Phase III · Week 6 · Day 40 of 70 · 2.5 hours
"The real test of a compiler isn't how fast it runs on the machine that built it — it's how fast it runs on the machine in your pocket, your car, or your thermostat."
| ← Previous | Next → | 📅 Week | 🔷 Phase | 📚 Curriculum |
|---|---|---|---|---|
| Day 39: Quantization in TVM | Day 41: TVM Unity & Relax | Week 6: TVM Tuning & Backends | Phase III: Apache TVM Deep Dive | ML Compilers |
Most ML models are trained on beefy GPU workstations, but they run on edge devices: phones, drones, robots, IoT sensors, Raspberry Pis, NVIDIA Jetsons, and bare-metal microcontrollers. These targets have wildly different ISAs, memory budgets (kilobytes to gigabytes), and OS capabilities (Linux, Zephyr RTOS, or no OS at all). TVM's cross-compilation workflow lets you compile on your x86 development machine and produce binaries for ARM Cortex-A, Cortex-M, RISC-V, or Hexagon DSPs. The µTVM (MicroTVM) subsystem goes further — deploying to devices with no OS and as little as 256 KB of flash.
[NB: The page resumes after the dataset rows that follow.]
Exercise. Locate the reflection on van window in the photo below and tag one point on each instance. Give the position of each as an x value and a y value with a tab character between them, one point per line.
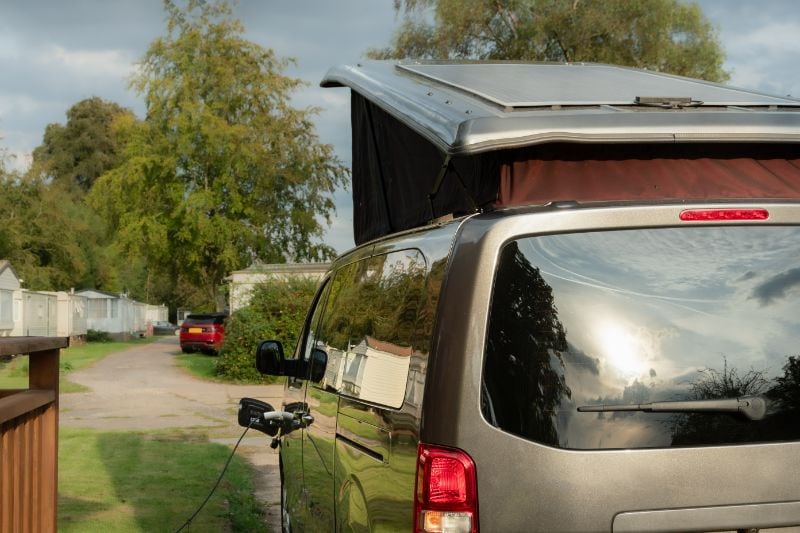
639	316
372	327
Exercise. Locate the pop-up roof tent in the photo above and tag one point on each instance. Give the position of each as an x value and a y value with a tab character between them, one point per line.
438	138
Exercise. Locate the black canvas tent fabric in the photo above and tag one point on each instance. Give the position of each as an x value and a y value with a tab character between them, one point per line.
395	171
395	174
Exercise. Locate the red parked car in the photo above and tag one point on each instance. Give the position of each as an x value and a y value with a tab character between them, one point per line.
203	332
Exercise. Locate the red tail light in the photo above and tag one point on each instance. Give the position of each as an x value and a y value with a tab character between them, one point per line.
711	215
447	491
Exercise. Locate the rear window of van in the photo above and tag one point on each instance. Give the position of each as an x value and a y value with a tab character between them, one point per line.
626	339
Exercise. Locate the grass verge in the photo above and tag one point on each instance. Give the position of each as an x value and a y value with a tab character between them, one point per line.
204	366
154	481
14	374
199	365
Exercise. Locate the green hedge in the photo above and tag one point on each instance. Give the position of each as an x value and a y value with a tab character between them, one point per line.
276	311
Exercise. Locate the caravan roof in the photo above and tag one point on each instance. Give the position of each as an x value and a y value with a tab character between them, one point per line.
465	108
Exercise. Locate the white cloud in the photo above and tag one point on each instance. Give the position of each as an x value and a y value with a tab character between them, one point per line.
17	103
773	38
93	63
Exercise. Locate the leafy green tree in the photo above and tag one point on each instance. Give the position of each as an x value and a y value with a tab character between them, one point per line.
84	148
663	35
48	236
223	170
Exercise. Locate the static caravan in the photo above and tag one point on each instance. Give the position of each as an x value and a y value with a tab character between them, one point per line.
9	285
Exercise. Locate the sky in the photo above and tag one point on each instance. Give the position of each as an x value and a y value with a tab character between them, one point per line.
54	54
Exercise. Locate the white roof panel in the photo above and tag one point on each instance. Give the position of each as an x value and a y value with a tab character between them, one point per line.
533	85
478	106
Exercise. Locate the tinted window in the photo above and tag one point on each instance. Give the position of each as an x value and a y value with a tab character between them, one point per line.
371	328
640	316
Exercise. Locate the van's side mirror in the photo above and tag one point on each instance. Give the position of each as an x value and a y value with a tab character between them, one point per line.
269	358
319	362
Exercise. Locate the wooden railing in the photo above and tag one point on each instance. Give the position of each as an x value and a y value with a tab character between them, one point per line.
29	438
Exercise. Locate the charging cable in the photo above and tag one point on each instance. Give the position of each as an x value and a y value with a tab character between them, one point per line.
188	522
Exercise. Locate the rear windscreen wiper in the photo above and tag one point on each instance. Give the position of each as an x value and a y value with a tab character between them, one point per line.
752	407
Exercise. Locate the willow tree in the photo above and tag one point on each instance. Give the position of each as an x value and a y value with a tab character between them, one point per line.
223	170
664	35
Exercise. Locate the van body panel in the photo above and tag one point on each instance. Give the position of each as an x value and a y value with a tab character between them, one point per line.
527	486
771	515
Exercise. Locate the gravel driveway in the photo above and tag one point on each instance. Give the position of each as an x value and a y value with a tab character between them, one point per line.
141	388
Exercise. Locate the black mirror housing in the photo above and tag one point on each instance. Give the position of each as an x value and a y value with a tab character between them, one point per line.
319	362
270	359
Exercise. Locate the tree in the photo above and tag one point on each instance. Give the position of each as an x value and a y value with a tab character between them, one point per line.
83	149
47	235
223	170
662	35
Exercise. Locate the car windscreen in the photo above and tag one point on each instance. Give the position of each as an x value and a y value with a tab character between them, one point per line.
646	338
204	319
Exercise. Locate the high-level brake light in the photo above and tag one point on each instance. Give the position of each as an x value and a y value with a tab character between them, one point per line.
446	496
714	215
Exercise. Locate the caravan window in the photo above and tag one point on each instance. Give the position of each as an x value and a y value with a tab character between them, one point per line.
370	328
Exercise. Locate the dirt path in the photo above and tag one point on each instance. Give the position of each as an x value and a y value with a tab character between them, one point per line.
141	388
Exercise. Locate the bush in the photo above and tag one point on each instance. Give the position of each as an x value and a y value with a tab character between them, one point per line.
94	335
276	311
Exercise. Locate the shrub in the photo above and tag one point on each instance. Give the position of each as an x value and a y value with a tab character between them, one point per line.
277	310
94	335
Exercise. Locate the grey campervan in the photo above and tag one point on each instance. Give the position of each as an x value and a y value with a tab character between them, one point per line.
574	306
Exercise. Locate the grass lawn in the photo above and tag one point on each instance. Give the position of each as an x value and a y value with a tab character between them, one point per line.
14	374
153	481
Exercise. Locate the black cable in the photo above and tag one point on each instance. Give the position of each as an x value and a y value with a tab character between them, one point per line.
224	469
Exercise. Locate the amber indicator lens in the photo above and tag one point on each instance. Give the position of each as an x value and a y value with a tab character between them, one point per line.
713	215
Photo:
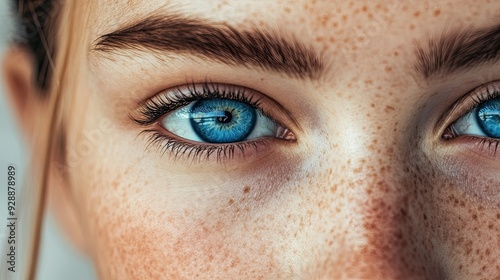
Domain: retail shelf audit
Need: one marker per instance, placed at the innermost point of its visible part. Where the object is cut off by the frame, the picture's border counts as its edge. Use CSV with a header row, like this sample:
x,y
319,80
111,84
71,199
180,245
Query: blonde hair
x,y
65,35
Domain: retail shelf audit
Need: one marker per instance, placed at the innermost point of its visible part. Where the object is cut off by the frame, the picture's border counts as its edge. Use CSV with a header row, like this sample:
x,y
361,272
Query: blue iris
x,y
219,120
488,117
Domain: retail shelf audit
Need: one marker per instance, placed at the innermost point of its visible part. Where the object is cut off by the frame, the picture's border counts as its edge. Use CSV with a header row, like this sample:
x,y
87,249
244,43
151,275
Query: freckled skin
x,y
363,194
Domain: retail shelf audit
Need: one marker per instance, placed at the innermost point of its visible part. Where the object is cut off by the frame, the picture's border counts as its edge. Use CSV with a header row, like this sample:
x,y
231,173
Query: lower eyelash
x,y
180,148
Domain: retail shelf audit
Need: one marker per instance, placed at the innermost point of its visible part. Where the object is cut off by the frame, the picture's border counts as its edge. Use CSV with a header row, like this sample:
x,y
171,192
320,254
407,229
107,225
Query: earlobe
x,y
21,89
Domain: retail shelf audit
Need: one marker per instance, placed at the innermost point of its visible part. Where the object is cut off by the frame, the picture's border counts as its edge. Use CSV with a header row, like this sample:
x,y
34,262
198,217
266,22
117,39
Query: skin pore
x,y
369,189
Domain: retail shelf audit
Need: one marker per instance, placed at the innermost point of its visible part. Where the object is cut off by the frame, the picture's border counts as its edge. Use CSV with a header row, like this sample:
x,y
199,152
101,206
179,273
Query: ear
x,y
26,101
21,92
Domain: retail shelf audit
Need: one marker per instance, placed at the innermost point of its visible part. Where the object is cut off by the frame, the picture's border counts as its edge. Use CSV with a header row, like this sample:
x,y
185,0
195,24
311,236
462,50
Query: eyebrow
x,y
458,50
220,42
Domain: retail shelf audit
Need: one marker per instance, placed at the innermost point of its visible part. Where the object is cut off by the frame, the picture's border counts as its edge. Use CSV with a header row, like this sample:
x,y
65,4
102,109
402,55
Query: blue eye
x,y
219,120
488,117
484,121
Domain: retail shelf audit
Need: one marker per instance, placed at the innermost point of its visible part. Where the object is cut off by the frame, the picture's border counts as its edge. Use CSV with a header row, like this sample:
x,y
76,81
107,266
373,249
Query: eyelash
x,y
478,96
152,110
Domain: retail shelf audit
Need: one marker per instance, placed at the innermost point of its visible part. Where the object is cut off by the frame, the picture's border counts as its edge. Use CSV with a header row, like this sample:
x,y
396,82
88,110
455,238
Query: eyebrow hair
x,y
458,50
216,41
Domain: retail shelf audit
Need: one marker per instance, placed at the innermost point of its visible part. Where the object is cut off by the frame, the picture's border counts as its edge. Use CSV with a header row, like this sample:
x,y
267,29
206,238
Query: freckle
x,y
246,189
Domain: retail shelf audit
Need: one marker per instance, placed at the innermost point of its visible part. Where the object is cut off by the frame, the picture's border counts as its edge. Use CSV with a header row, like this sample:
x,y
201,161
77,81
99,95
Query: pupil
x,y
226,118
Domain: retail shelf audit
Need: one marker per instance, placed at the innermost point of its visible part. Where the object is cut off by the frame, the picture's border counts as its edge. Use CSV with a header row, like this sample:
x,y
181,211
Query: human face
x,y
366,182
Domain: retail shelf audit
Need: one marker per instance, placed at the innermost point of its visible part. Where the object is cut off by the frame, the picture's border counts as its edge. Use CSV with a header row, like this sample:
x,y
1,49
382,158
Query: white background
x,y
58,260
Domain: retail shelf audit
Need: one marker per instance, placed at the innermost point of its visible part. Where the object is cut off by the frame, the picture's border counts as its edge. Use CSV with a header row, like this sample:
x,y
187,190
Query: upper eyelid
x,y
468,102
245,94
466,105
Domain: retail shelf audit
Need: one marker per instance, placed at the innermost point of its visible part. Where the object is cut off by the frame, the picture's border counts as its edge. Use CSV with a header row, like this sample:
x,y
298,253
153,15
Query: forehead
x,y
331,26
322,14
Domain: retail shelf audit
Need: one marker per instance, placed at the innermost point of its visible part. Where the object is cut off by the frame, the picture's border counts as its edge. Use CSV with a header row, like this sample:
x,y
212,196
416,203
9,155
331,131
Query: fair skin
x,y
368,190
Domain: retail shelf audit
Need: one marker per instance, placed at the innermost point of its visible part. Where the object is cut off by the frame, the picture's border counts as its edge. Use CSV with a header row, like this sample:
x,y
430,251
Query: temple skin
x,y
369,190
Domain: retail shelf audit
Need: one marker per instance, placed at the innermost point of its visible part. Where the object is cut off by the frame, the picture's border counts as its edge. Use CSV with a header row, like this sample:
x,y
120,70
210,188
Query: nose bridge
x,y
374,184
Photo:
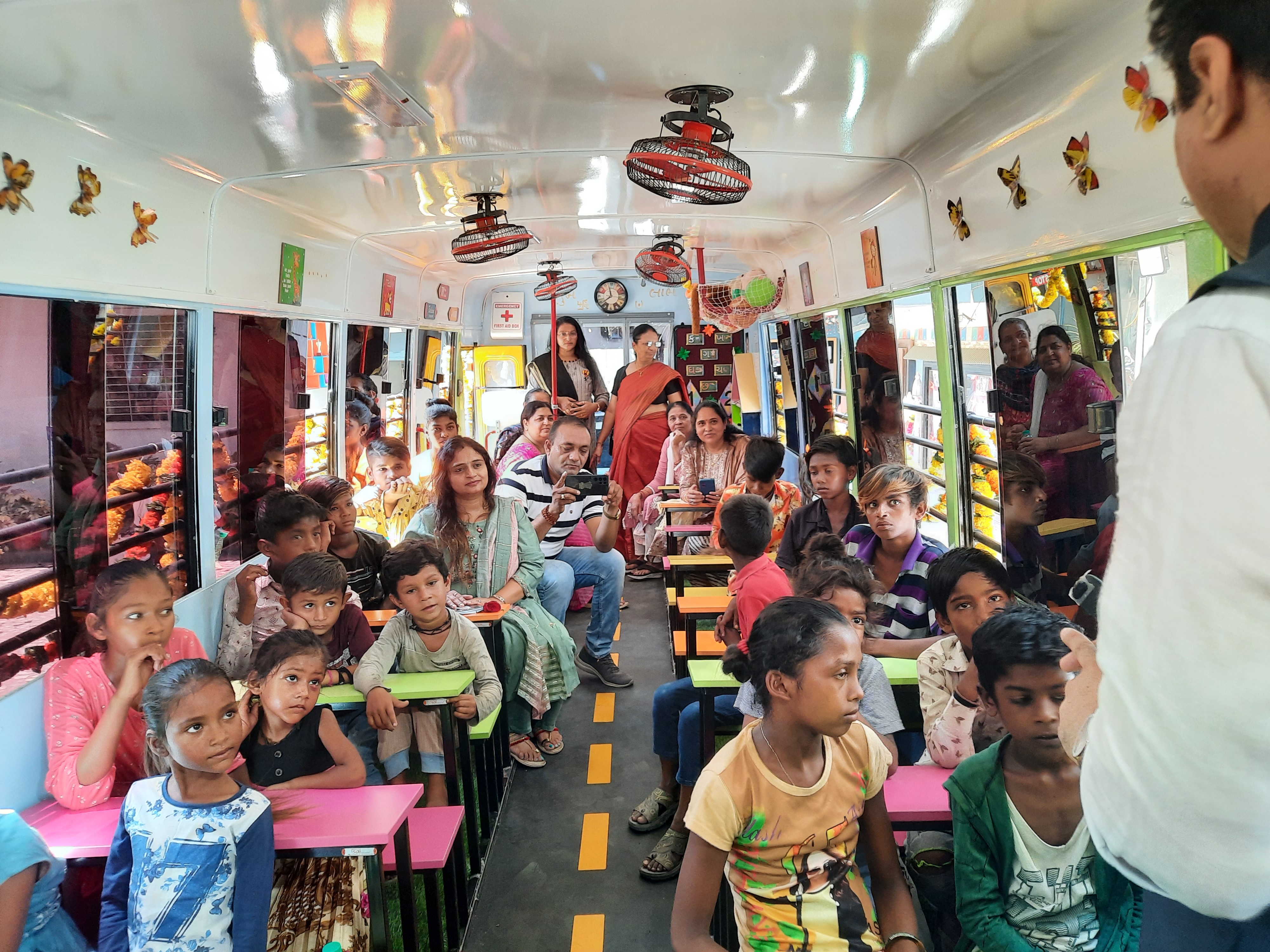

Mastering edge deployment is the difference between a model that lives in a notebook and one that ships in a product.
In cross-compilation, two machines are involved:
| Role | Description | Example |
|---|---|---|
| Host | Where compilation happens | x86-64 workstation, Ubuntu 22.04 |
| Target | Where the compiled model runs | ARM Cortex-A72 (Raspberry Pi 4) |
TVM cleanly separates these through its Target string and the RPC (Remote Procedure Call) system:
┌─────────────────────────────┐ ┌──────────────────────────┐
│ HOST (x86-64) │ │ TARGET (ARM) │
│ │ │ │
│ ┌───────────┐ │ RPC │ ┌──────────────────┐ │
│ │ TVM │ compile │ ────▶ │ │ tvm_rpc_server │ │
│ │ Compiler │──────────▶ │ │ │ │ │
│ └───────────┘ .tar module │ │ │ load & execute │ │
│ │ │ └──────────────────┘ │
│ ┌───────────┐ │ │ │
│ │ AutoTune │ tune via │ ◀───▶ │ measure real latency │
│ │ Engine │ RPC │ │ │
│ └───────────┘ │ └──────────────────────────┘
└─────────────────────────────┘
The TVM target string encodes the ISA, features, and runtime:
# Raspberry Pi 4 (Cortex-A72, ARMv8-A, NEON)
target_rpi4 = tvm.target.Target(
"llvm -device=arm_cpu -mtriple=aarch64-linux-gnu "
"-mattr=+neon,+fp-armv8,+crc"
)
# NVIDIA Jetson Nano (Maxwell GPU + ARM CPU)
target_jetson_gpu = tvm.target.Target("cuda -arch=sm_53")
target_jetson_cpu = tvm.target.Target(
"llvm -device=arm_cpu -mtriple=aarch64-linux-gnu -mattr=+neon"
)
# Cortex-M4 microcontroller (no OS, Thumb-2 ISA)
target_m4 = tvm.target.Target(
"c -keys=arm_cpu -mcpu=cortex-m4 -march=armv7e-m "
"-mfloat-abi=hard -mfpu=fpv4-sp-d16 -runtime=c -system-lib"
)
# Hexagon DSP (Qualcomm Snapdragon)
target_hexagon = tvm.target.Target("hexagon -mcpu=v68")
import tvm
from tvm import relay
import onnx
# 1. Load model on HOST
onnx_model = onnx.load("mobilenet_v2.onnx")
mod, params = relay.frontend.from_onnx(onnx_model, shape={"input": (1, 3, 224, 224)})
# 2. Define TARGET
target = tvm.target.Target(
"llvm -device=arm_cpu -mtriple=aarch64-linux-gnu -mattr=+neon"
)
# 3. Compile on HOST for TARGET
with tvm.transform.PassContext(opt_level=3):
lib = relay.build(mod, target=target, params=params)
# 4. Export as a deployable artifact
lib.export_library(
"mobilenet_v2_rpi4.tar",
cc="/usr/bin/aarch64-linux-gnu-gcc" # Cross-compiler toolchain
)
# On the Raspberry Pi 4
import tvm
from tvm.contrib import graph_executor
import numpy as np
# Load the cross-compiled module
lib = tvm.runtime.load_module("mobilenet_v2_rpi4.tar")
dev = tvm.cpu(0)
module = graph_executor.GraphModule(lib["default"](dev))
# Run inference
input_data = np.random.uniform(size=(1, 3, 224, 224)).astype("float32")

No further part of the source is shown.